Every freelancer knows the sinking feeling: you delivered the work, sent the invoice, and now you're just... waiting. Will they pay on time? In two weeks? Ever?

I built Clariva to answer that question before the due date arrives.

The Problem

$3.1 trillion in B2B invoices are overdue globally at any given moment. Freelancers and small businesses have zero tools to predict which clients will pay late. They chase every invoice the same way — polite email, wait, follow up, wait, panic. It's reactive, stressful, and expensive.

What Clariva Does

Clariva is an AI-powered invoice intelligence platform. When you create an invoice, three things happen automatically:

AI Extraction — Paste raw invoice text from an email or PDF, and Groq's LLM pulls out the client name, amount, due date, and line items. No manual data entry.

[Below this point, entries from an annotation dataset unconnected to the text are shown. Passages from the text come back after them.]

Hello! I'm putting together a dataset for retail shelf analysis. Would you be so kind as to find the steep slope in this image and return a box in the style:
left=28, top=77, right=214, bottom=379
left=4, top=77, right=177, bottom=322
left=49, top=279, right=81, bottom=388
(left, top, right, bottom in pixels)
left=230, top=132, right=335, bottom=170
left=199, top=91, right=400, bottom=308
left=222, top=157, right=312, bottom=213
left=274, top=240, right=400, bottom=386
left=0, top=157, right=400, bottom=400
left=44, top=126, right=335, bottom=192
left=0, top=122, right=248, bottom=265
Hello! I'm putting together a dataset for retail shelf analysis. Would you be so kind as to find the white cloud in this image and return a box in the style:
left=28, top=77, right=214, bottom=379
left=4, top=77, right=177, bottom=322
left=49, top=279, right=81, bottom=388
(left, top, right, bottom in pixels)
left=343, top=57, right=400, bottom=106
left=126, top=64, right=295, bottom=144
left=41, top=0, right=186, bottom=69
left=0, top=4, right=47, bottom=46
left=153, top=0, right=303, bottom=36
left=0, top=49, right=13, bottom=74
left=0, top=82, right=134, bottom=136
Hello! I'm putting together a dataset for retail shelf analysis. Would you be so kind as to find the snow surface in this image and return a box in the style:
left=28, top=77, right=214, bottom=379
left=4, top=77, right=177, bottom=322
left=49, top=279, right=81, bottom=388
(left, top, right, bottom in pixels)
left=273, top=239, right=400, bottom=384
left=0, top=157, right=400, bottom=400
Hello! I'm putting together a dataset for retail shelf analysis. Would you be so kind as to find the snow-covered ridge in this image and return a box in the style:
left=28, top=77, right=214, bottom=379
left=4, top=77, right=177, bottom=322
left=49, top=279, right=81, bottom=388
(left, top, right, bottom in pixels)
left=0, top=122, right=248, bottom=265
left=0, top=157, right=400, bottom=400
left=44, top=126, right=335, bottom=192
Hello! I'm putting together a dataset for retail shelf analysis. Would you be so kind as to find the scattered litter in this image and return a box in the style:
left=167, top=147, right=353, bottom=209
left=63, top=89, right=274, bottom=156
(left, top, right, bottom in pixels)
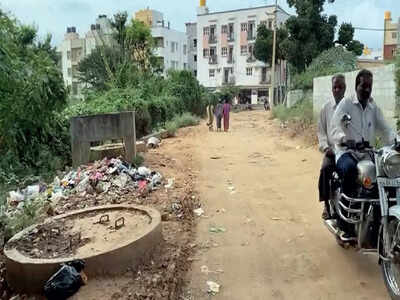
left=210, top=226, right=226, bottom=233
left=147, top=137, right=161, bottom=148
left=138, top=167, right=151, bottom=176
left=193, top=207, right=204, bottom=217
left=44, top=260, right=87, bottom=300
left=164, top=178, right=174, bottom=189
left=200, top=266, right=224, bottom=274
left=207, top=281, right=221, bottom=295
left=210, top=156, right=222, bottom=160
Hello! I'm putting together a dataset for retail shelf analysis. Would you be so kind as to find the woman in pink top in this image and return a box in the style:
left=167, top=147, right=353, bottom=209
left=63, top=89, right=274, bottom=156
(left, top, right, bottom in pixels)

Risk Scoring — Every invoice gets a 0–100 risk score instantly, calculated from the client's payment history: how many invoices they've paid, how many were late, and their average days-to-pay. The AI then writes a plain-English explanation of why the score is what it is.

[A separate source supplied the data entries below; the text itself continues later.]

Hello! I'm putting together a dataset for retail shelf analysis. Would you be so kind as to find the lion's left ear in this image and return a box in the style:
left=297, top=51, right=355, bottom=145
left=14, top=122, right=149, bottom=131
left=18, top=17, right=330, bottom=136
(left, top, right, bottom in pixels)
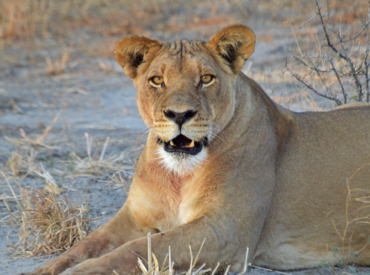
left=114, top=35, right=160, bottom=78
left=206, top=25, right=256, bottom=74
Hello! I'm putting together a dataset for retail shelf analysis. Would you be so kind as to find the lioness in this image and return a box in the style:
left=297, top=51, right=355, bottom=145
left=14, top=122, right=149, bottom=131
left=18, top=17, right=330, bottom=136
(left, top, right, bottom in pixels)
left=23, top=25, right=370, bottom=275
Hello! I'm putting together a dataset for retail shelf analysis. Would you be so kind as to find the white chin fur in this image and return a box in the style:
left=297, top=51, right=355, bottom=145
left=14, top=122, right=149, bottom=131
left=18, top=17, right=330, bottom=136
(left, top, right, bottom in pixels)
left=157, top=146, right=207, bottom=176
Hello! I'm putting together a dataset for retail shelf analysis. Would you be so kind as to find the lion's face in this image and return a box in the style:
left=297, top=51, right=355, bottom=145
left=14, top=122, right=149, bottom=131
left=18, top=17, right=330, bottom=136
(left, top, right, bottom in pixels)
left=116, top=26, right=254, bottom=175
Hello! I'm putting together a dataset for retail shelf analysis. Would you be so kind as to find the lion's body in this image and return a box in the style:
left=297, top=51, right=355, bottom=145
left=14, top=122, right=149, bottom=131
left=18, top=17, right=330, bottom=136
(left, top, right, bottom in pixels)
left=23, top=26, right=370, bottom=274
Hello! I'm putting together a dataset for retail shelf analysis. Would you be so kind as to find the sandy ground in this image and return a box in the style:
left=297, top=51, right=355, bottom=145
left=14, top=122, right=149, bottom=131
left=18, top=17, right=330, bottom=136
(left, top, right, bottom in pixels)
left=0, top=1, right=370, bottom=275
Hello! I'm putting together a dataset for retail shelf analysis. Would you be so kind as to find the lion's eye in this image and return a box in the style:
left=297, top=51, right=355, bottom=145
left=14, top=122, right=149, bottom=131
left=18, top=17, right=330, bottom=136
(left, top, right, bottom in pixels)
left=200, top=74, right=215, bottom=87
left=150, top=76, right=164, bottom=88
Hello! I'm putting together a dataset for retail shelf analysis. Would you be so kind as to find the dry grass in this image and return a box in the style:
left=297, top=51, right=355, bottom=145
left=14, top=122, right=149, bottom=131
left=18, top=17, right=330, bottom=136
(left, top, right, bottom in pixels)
left=332, top=164, right=370, bottom=268
left=45, top=51, right=69, bottom=75
left=72, top=133, right=132, bottom=179
left=14, top=188, right=91, bottom=256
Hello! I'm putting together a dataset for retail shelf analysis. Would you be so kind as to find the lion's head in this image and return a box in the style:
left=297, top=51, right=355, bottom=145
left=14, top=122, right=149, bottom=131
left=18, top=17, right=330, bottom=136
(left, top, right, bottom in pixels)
left=115, top=25, right=255, bottom=174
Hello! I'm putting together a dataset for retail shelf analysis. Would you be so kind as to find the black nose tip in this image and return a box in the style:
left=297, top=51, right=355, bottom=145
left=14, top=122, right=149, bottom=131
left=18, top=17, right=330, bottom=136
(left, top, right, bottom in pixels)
left=164, top=109, right=197, bottom=127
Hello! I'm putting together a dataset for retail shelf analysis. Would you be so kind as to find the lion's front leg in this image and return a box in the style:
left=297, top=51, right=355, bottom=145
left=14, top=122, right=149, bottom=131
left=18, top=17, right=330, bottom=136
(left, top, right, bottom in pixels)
left=22, top=206, right=145, bottom=275
left=58, top=218, right=243, bottom=275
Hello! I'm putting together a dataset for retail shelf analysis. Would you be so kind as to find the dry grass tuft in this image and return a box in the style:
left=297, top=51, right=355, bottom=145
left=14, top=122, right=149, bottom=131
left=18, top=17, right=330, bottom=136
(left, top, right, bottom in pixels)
left=14, top=188, right=91, bottom=256
left=45, top=51, right=69, bottom=75
left=70, top=133, right=132, bottom=176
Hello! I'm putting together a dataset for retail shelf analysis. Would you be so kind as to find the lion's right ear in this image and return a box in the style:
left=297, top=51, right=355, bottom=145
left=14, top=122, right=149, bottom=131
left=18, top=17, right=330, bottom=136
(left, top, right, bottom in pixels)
left=206, top=25, right=256, bottom=74
left=114, top=35, right=160, bottom=78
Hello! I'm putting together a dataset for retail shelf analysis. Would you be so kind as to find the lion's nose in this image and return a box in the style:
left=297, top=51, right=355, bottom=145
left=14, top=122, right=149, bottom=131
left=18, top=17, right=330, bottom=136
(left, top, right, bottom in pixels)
left=164, top=109, right=197, bottom=128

Smart Reminders — One click generates a personalized follow-up email for any invoice. The AI adjusts the tone based on how overdue the invoice is — polite nudge for a day late, firmer notice for 30 days. You can even bulk-generate reminders for all your overdue invoices at once.

The Stack

I wanted the "zero stack" — zero idle cost, zero ops, zero infrastructure management. Here's what I chose:

Next.js 14 (App Router) on Vercel — serverless functions for every API route, automatic edge deployment
Amazon Aurora PostgreSQL Serverless v2 — scales to zero ACUs when idle, scales up instantly under load. My 5-table schema (users, clients, invoices, reminders, payment_history) runs real SQL aggregations for the dashboard analytics
Groq API (llama-3.3-70b-versatile) — handles extraction, risk explanations, reminder generation, business insights, and client assessments
NextAuth v5 — JWT-based auth with credentials provider
Drizzle ORM — type-safe database queries
v0 — generated the initial UI components

Why Aurora Serverless v2

This was a deliberate choice. I needed a real relational database — not a document store — because invoice data is inherently relational: users have clients, clients have invoices, invoices have payment histories. Foreign keys, JOINs, and indexed queries matter when you're computing risk scores from aggregated payment patterns.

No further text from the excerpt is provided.